4. – Per la cassazione di tale sentenza ricorrono B.M., C.R., C.R. e C.A., affidando le sorti dell’impugnazione ad un unico, articolato, motivo, illustrato da memoria.

Resistono, con distinti controricorsi, CE.Fr., L.L., l’Azienda Salerno 1 e gli Assicuratori dei Lloyd’s.

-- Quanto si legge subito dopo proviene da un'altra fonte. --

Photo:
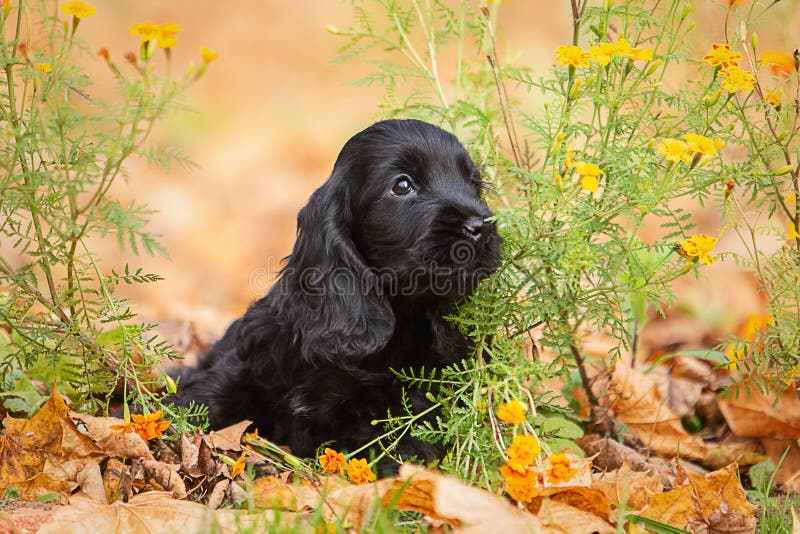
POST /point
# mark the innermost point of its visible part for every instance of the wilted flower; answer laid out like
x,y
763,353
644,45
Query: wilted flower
x,y
512,412
358,471
572,55
721,55
698,246
737,79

Il pubblico ministero ha depositato conclusioni scritte, con le quali chiede dichiararsi l’inammissibilità del ricorso.

Diritto

RAGIONI DELLA DECISIONE

1. – Con un unico, articolato, mezzo è dedotta, ai sensi dell’art. 360 c.p.c., comma 1, n. 3 e n. 5, (il n 5 come “vizio di “omessa, insufficiente o contraddittoria motivazione””, in forza della modifica introdotta dal D.Lgs. n. 40 del 2006: cfr. p. 10 del ricorso), la violazione dell’art. 116 c.p.c., comma 1, art. 132 c.p.c. e art. 2707 c.c., nonché la “insufficiente e errata motivazione correlata alla valutazione”, per caratterizzarsi “la censura, (espressa dalla Corte d’Appello), alla relazione tecnica di ufficio espletata, del tutto artificiosa, fustellata di concetti sul rapporto eziologico nonché sul linguaggio lessicale, venendo meno il corollario tecnico-scientifico sulla patologia accertata sulla scorta della documentazione acquisita al fascicolo di primo grado”.

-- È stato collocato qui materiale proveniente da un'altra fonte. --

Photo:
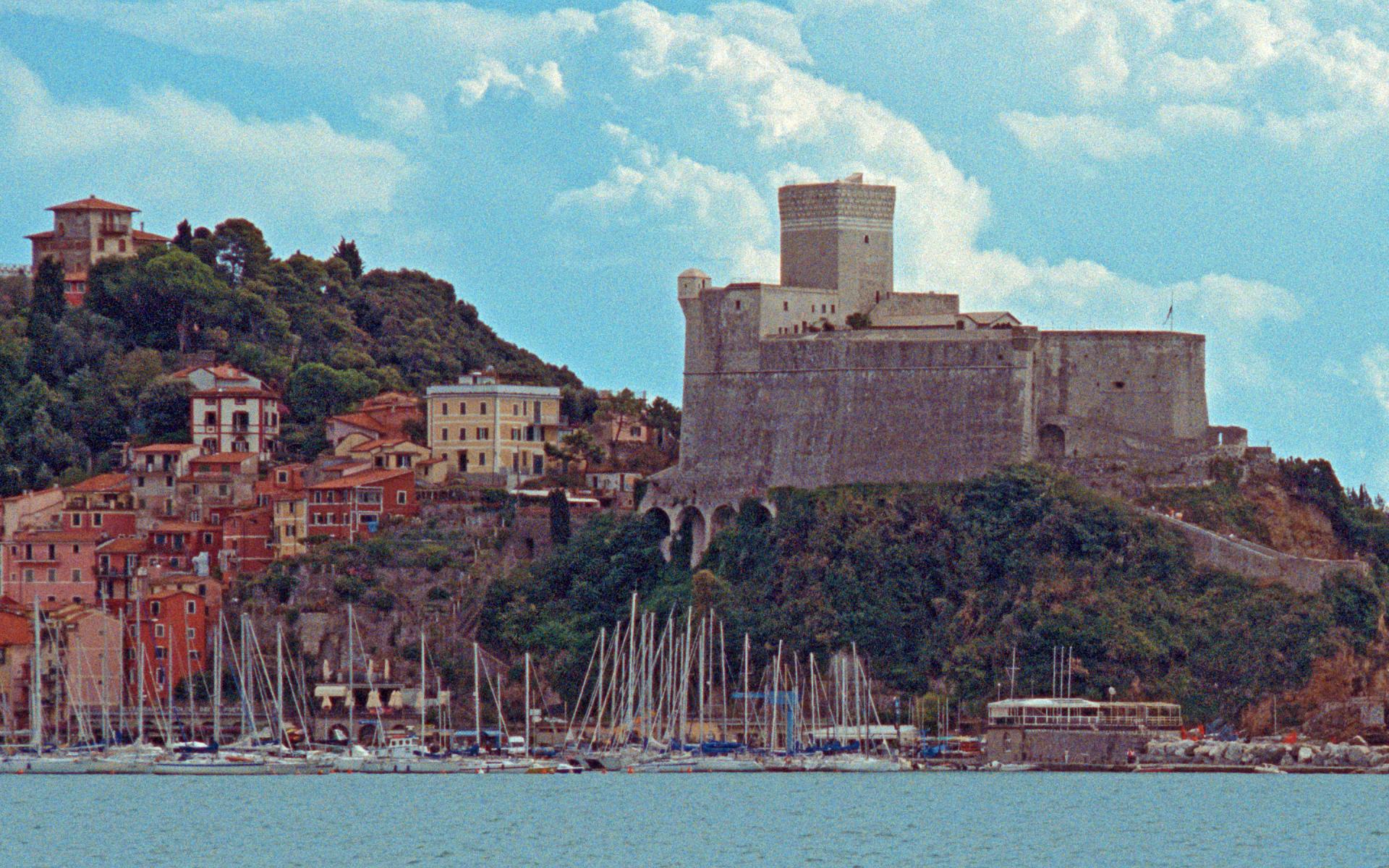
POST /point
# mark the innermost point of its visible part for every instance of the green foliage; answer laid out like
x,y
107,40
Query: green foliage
x,y
935,584
560,527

A tale riguardo, parte ricorrente adduce che l’apprezzamento prova “libera” – che sarebbe da ricondurre al paradigma normativo dell’omessa, insufficiente o contraddittoria motivazione” correlata ad “un fatto controverso per il giudizio” di cui all’art. 360 c.p.c., comma 1, n. 5, – siccome rimesso, ai sensi dell’art. 116 c.p.c. al “prudente apprezzamento” del giudice, presuppone “un uso ragionato della logica e del buon senso, in base a criteri razionali e massime d’esperienza, che consentono al giudice di attingere alla diretta esperienza della vita, nel compito delicato di valutare il significato, la genuinità e l’efficacia delle singole prove acquisite”.

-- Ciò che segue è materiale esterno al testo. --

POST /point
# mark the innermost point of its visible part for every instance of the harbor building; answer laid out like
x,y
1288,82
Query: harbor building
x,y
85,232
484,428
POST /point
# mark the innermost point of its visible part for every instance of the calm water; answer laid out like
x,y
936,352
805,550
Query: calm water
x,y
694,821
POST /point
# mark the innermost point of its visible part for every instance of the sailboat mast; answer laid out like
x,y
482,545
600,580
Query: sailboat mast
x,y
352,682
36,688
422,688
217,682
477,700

Unitamente a tale deduzione critica, parte ricorrente sostiene che “la motivazione dettata dalla Corte d’Appello di Salerno deve ritenersi, non solo illogica, bensì non articolata in modo tale da permettere di ricostruirne e comprenderne agevolmente il percorso logico”.

Invero, il giudice di secondo grado, nel sostenere “l’aspetto di carattere formale del soggetto che aveva materialmente apposto la vergatura delle dimissioni e la scelta di tornare a casa rifiutando “il ricovero prospettato dai sanitari””, ha “illogicamente motivato la ricostruzione dei fatti sulla volontà espressa dal dante causa, trasfusa nella sottoscrizione del referto medico dalla sig.ra B.M.”. Difatti, “si può dedurre che il de cuius: a) era vigile a seguito della diagnosi di cui al referto medico era il Dott. Ce. a provvedere alle dimissioni del C.A.; b) viceversa, se il C…. era in uno stato di salute grave, il Dott. Ce…. era tenuto all’obbligo di disporre il ricovero ai fini del monitoraggio… in osservazioni ai fini dell’evoluzione patologica che successivamente si è determinato “infarto miocardico””.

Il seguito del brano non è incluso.